— А пока возьми мой кошелек. Вот держи.
— Благодарю тебя, брат. — Гахерис поймал кошель и вскочил в седло. Так он оказался почти на одной высоте с Мордредом. Он на мгновенье натянул поводья — застоявшийся конь его рвался с места. — Когда увидишь Гавейна и остальных…
— Сказать им правду и от твоего имени выступить в твою защиту. Я сделаю, что смогу. Прощай.
Гахерис развернул коня. Вскоре и следа его не осталось, если не считать исчезавшего в ночи приглушенного топота копыт. Мордред спрыгнул со стены и фруктовым садом пошел назад к монастырю.
Так умерла Моргауза, королева-ведьма Лотиана и Оркнейских островов, смертью своей оставив зловещее варево невзгод для ненавистного брата.
Невзгоды эти имели тяжкие последствия. Гахерис подвергся изгнанию, а Ламорак, когда белый как полотно явился в штаб-квартиру безмолвно сложить к ногам короля свой меч, был освобожден от своего поста, а в награду за службу получил приказ удалиться от двора до тех пор, пока не уляжется пыль.
Это случилось не скоро. Гавейн в ярости, вызванной скорее оскорбленной гордостью, чем горем по матери, клялся всеми дикими богами севера отомстить Ламораку и своему брату и пропускал мимо ушей все, что бы ни говорил ему Артур, — как мольбы, так и угрозы.
Указывал ему Артур и на то, что Ламорак предложил Моргаузе вступить с ним в брак, а ее согласие давало ему, как суженому, право на ее ложе и право самому отомстить ее убийце. От этого права Ламорак, один из первых и самых верных Соратников Артура, отрекся. Но ничто из этого не могло умилостивить Гавейна, в чьем гневе была немалая доля мужской ревности.

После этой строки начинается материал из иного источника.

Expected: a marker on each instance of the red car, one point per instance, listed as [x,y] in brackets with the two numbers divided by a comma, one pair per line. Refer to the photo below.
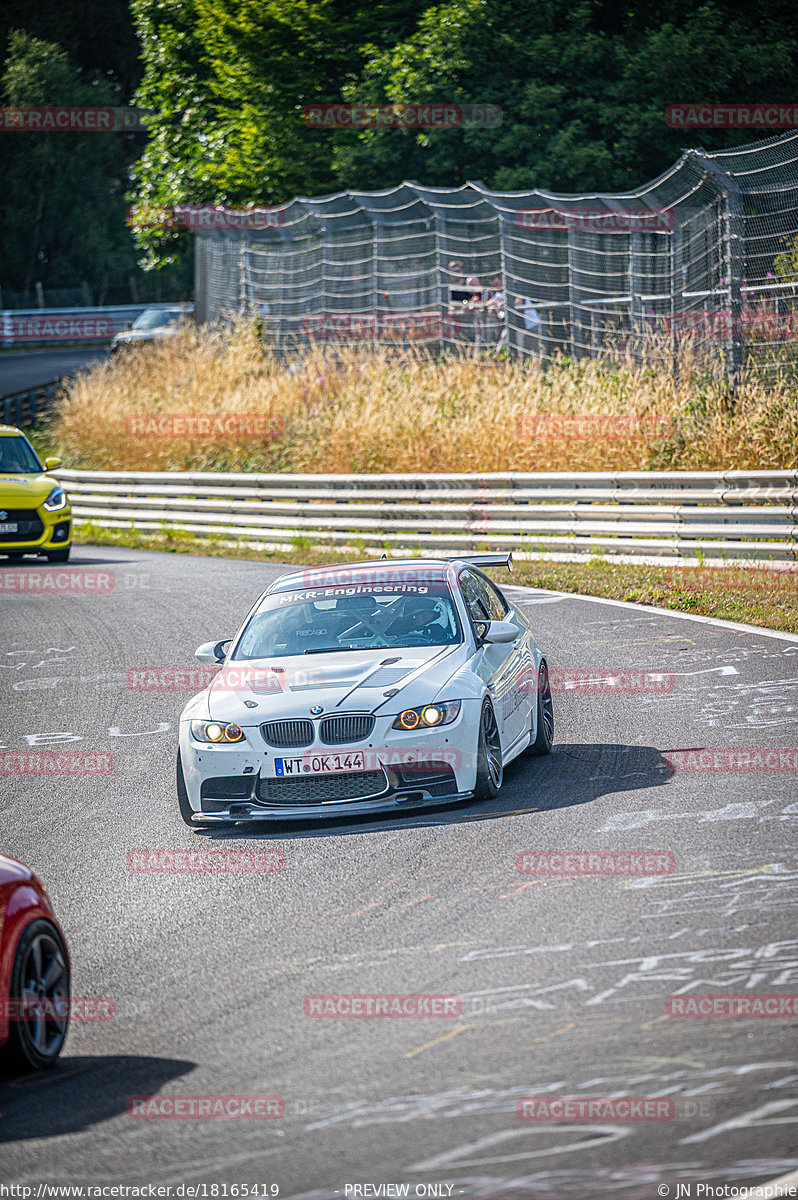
[34,965]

С не меньшей яростью поносил Гавейн и Гахериса, но тут он не получил поддержки братьев. Агравейн, который из двух близнецов всегда был заводилой, теперь, без Гахериса казался потерянным; он все больше искал общества Мордреда, который по собственным причинам с готовностью терпел его. Гарет не только остерегался высказывать свое мнение, но и вообще предпочитал отмалчиваться. Своей смертью, как и своей жизнью, мать нанесла ему тяжелую обиду: сколь бы горькой ни была для самого младшего из ее сыновей история ужасной ее смерти, известие о ее непристойностях в монастыре жалило его много больнее.
Но все призывы к мести должны были утихнуть. Ламорак уехал, и никто не знал куда. Гахерис растворился в северных туманах, Моргаузу похоронили на монастырском кладбище, а Артур со своей свитой вернулся в Камелот. Постепенно, исключительно из отсутствия дров, пожар, разожженный этой смертью, потух. Артур, любивший племянников, получив известие о смерти Моргаузы, втайне испытал облегчение. Со всей возможной осторожностью король держал курс между мелями и старался не оставлять братьев праздными, дал Гавейну власти столько, сколько решился, и с недобрыми предчувствиями ждал, когда снова разразится буря. Что до Гахериса, то Артур не мог заставить себя ни горевать о нем, ни тревожиться за него, но Ламорак, не повинный ни в чем, кроме безрассудства, был, без сомнения, обречен на гибель. Однажды этот ценимый Артуром рыцарь неизбежно столкнется с одним из оркнейских братьев и будет убит — в честном поединке или из-за угла. И на том дело не остановить. У Ламорака тоже был брат, служивший в то время в дружине некоего Друстана, рыцаря, которого Артур надеялся привлечь к себе на службу. Вполне возможно, что он или даже сам Друстан — который был близким другом обоим братьям, — в свою очередь, возжаждет мести.
И так своей смертью Моргауза совершила то, что намеревалась совершить при жизни. Она заронила язву в расцветающую рыцарственность Артурова двора: и иронией судьбы ею стал не бастард, которого она взрастила на погибель брату, а трое ее законных, буйных и непредсказуемых и теперь уже почти неконтролируемых сыновей.
Мордред оставался вне всего этого. Он проявил находчивость и умение сохранять ясный ум, предотвратил дальнейшее кровопролитие в ту кровавую ночь и выиграл время для трезвых решений. То, что оркнейские принцы отказывались — а иные поговаривали, что не могли, — прислушаться к трезвым советам, едва ли можно было поставить ему в вину. Следует заметить, что двор все реже и реже причислял его к «оркнейскому выводку». Исподволь расстояние между ним и его сводными братьями все увеличивалось. А со смертью Моргаузы едва ли кто утруждал себя тем, чтобы поддерживать шараду о «племяннике Верховного короля». Он стал просто «принц Мордред», и всем было известно, что этот принц близок к королю и в милости у королевы.